During a meeting of a scholarship trust fund where I serve as a trustee, we were overhearing views when I half-jokingly raised the question of whether postgraduate students don’t have other undergraduates beaten in burning energy.
It turns out that science has approached the subject seriously, producing research that offers some interesting and thought-provoking perspectives.
The brain is hungry, but the question is: how hungry is it? Scientists seem to differ on how intense the hunger effect is. Some estimate a few hundred calories during intense thinking, while others find just a few dozen extra calories are burned. But regardless, mental effort does increase calorie burn, the difference is minimal or moderate. What is more striking is how much more calories students expend due to the pressure of cramming for final exams.
While the postgraduate student is more experienced and under unique burdens, it’s a fact that might introduce in the next scholarship stipend review.
While the average person consumes 2,000 calories of energy daily, as this presentation showed, up to 6,000 calories for the intense physical and mental concentration required in a chess game.
Company research and physical professions reveals how labor can demand many mental and physical calories. A construction labourer can consume more than 4,000 calories from the physical labour at a construction site. Office workers and students burn between 2,000 and 3,000 calories daily, a university lecturer who burns up to 2,800 calories daily uses mental energy while thinking and teaching but uses minimal physical energy. A professional cyclist, on the other hand, can burn up to 6,000 calories a day.
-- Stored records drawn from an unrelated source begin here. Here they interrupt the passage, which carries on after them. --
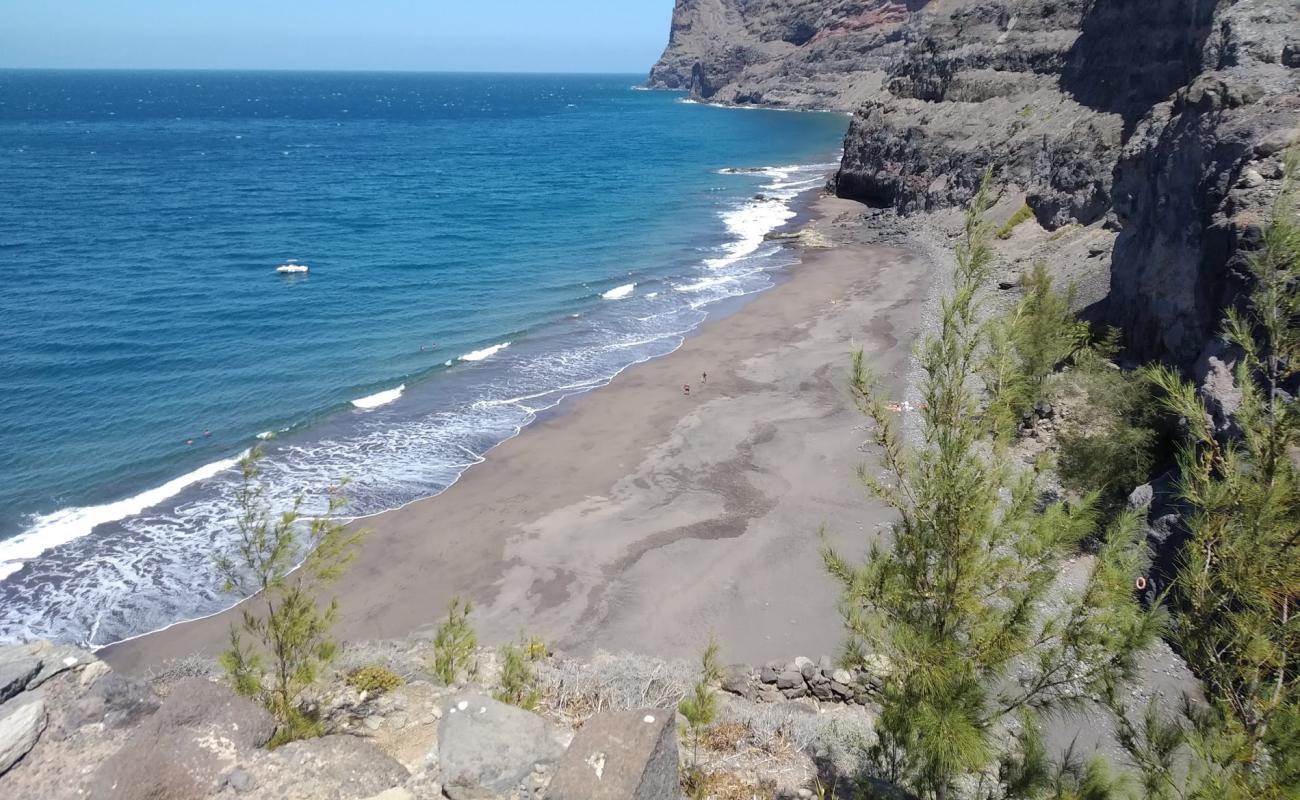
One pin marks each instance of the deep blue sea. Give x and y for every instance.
(479, 249)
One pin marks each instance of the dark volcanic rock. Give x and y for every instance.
(1164, 117)
(620, 756)
(186, 746)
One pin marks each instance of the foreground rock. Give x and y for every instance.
(620, 756)
(1161, 119)
(21, 725)
(488, 744)
(182, 751)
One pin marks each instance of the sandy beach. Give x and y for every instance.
(641, 519)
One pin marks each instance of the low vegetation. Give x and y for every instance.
(281, 641)
(1236, 588)
(1022, 349)
(373, 679)
(969, 587)
(1109, 442)
(518, 683)
(1022, 213)
(455, 644)
(700, 710)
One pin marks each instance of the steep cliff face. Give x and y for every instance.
(1162, 117)
(1194, 182)
(796, 53)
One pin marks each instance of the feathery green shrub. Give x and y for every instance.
(957, 597)
(1236, 589)
(373, 679)
(1025, 346)
(1021, 215)
(455, 643)
(281, 641)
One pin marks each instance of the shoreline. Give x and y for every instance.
(597, 544)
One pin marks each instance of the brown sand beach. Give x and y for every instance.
(641, 518)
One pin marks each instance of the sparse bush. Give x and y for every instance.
(612, 683)
(174, 670)
(726, 736)
(1108, 441)
(454, 644)
(700, 709)
(957, 599)
(1025, 346)
(1021, 215)
(373, 679)
(518, 678)
(282, 641)
(727, 786)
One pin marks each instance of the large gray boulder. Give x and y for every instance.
(620, 756)
(17, 669)
(330, 766)
(21, 725)
(198, 735)
(115, 700)
(485, 743)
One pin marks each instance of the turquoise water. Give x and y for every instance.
(480, 247)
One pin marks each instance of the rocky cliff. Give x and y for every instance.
(1160, 119)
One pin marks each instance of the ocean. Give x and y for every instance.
(480, 247)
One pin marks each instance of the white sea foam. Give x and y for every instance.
(60, 527)
(618, 293)
(477, 355)
(160, 569)
(378, 398)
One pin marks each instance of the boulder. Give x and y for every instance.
(486, 743)
(620, 756)
(17, 670)
(21, 725)
(1291, 53)
(736, 679)
(115, 700)
(789, 679)
(193, 740)
(1142, 497)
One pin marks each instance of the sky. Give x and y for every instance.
(464, 35)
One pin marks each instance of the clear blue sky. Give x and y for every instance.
(480, 35)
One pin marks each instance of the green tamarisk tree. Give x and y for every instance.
(1236, 589)
(957, 600)
(281, 641)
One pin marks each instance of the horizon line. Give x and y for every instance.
(316, 69)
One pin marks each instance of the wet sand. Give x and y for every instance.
(642, 519)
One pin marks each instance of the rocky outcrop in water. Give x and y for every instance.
(1161, 117)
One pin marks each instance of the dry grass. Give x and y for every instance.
(174, 670)
(575, 690)
(726, 738)
(726, 786)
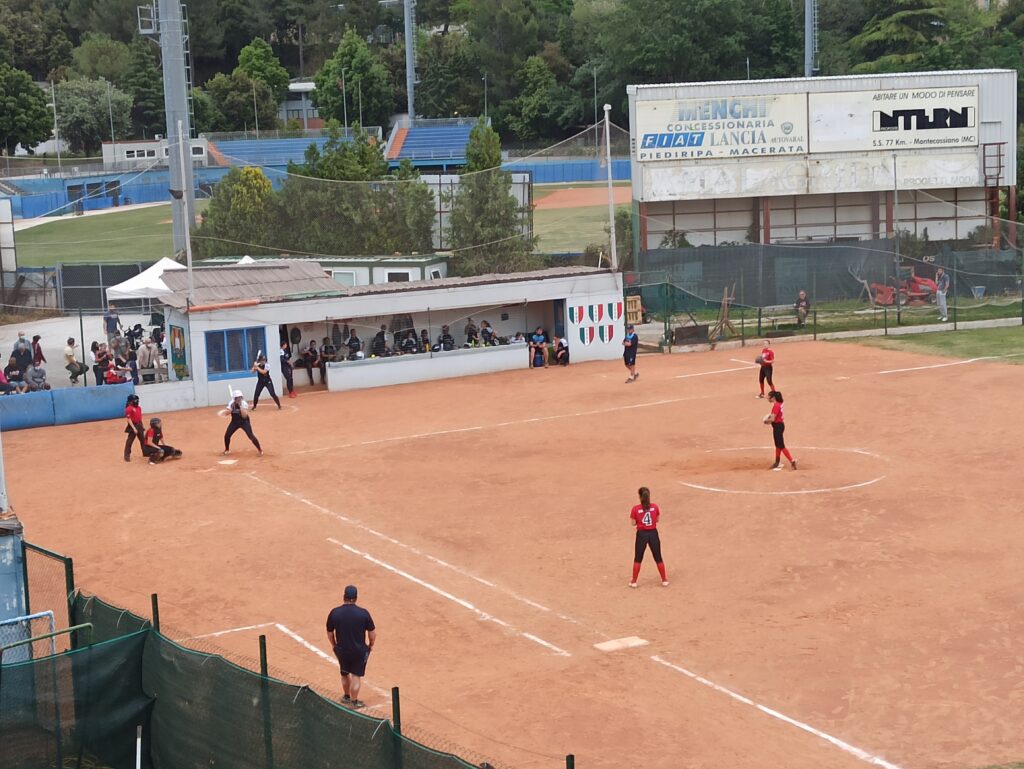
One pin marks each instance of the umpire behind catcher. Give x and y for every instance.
(351, 633)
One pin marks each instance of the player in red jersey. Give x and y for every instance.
(644, 516)
(777, 421)
(766, 358)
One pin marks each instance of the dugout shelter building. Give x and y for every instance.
(238, 310)
(826, 160)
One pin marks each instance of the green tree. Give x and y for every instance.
(898, 36)
(84, 115)
(99, 56)
(484, 225)
(240, 99)
(238, 214)
(145, 84)
(33, 37)
(363, 74)
(257, 60)
(25, 115)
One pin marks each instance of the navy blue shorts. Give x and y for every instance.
(352, 663)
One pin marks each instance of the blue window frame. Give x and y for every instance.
(230, 353)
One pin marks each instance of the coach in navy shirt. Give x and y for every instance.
(351, 633)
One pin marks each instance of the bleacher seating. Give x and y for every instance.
(423, 143)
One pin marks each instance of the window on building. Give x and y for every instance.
(344, 276)
(230, 353)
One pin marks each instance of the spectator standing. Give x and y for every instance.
(472, 333)
(351, 634)
(36, 379)
(803, 307)
(37, 351)
(378, 348)
(941, 287)
(112, 323)
(286, 370)
(354, 345)
(72, 364)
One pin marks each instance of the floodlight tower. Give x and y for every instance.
(166, 18)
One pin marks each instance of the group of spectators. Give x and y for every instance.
(407, 342)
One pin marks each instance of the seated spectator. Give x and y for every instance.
(14, 376)
(36, 379)
(6, 387)
(539, 349)
(803, 307)
(115, 374)
(72, 364)
(444, 340)
(148, 357)
(37, 351)
(487, 335)
(410, 345)
(379, 348)
(23, 353)
(561, 351)
(310, 359)
(354, 345)
(472, 334)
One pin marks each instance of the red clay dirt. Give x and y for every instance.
(584, 197)
(881, 606)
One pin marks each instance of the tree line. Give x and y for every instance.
(538, 67)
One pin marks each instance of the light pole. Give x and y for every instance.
(255, 110)
(611, 197)
(56, 129)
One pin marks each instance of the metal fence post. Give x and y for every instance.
(154, 601)
(396, 726)
(264, 686)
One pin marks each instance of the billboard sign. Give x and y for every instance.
(890, 120)
(726, 127)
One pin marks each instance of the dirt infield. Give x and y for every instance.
(861, 610)
(583, 197)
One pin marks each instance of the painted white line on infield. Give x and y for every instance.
(846, 746)
(455, 599)
(233, 630)
(708, 373)
(630, 642)
(511, 423)
(410, 548)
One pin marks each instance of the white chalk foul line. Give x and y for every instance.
(846, 746)
(511, 423)
(455, 599)
(410, 548)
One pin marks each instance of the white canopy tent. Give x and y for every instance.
(146, 285)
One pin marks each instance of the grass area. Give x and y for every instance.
(563, 229)
(130, 236)
(964, 344)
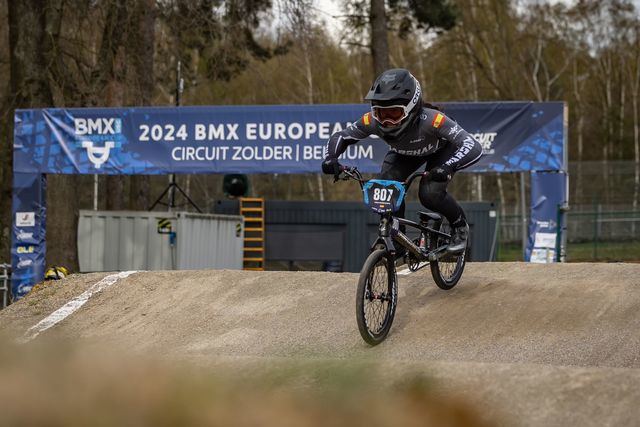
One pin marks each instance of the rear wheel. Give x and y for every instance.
(376, 297)
(447, 270)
The significant point is that educational level alone does not determine energy demands; it’s one’s lifestyle and physical activity that count.
I would have preferred a clear answer to my temporary curiosity where intense thinking many hours a day, which often increases the budget – if it should raise consideration of whether graduate students truly require more for sustenance and housing simply because of their academic level.
So at the end, we had not decided they need more, but we agreed that committees can harmonise their rates set for graduate students or student loans.
If the living expenses happen more in their studies and are likely to live independently, may not have time for jobs, have increased reading assignments, writing and last year for research.
Nevertheless, for higher impact cost-of-living purposes, national student finance committees must prepare justification for the stipend claimed for graduate students.
The burden on education or brain shows burns but a much keener weight on how much food and family requires that we look for solutions beyond biology.
This approach should, hopefully, produce better academic outcomes.